Governance in China depends more on the individuals on top than on institutions. There is always the possibility that a ‘Bad Emperor’ messes things up. Is Xi Jinping that man?
It was a crisp Beijing afternoon on November 8, 2017. Soon after he was welcomed by cheering children at the airport, US President Donald Trump was whisked away to the Forbidden City – the iconic symbol of imperial China – for a personal tour by Xi Jinping. After a day of exchanges over history, family and culture, as the sun dipped into the horizon, the two leaders sat down for dinner at the Jianfu Palace. It was the first time that such an honour had been bestowed upon a foreign leader since the founding of the People’s Republic of China in 1949. The symbolism was unmistakable. Following the fall of the Qing, a crude Republican interlude, civil war, foreign occupation and chaotic beginnings under Mao, a Chinese dynasty had been rebuilt and was now standing tall, with Xi as its emperor.

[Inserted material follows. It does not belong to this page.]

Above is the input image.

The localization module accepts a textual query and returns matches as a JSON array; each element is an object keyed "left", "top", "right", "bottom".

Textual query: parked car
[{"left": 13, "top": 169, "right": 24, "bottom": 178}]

In his 2011 book, The Origins of Political Order, Francis Fukuyama outlines a fundamental problem inherent in the Chinese system of governance. Fukuyama identifies state-building, rule of law and accountability as the key building blocks of political order. He argues that while the state concentrates and exercises power, the institutions of rule of law and accountable government act as limiters. They check the state’s power and its use through “public and transparent rules, and then by ensuring that it is subordinate to the will of the people.”
Describing the Chinese experience, he further argues that while they got the first of the three institutions right very early on, they’ve struggled with the other two.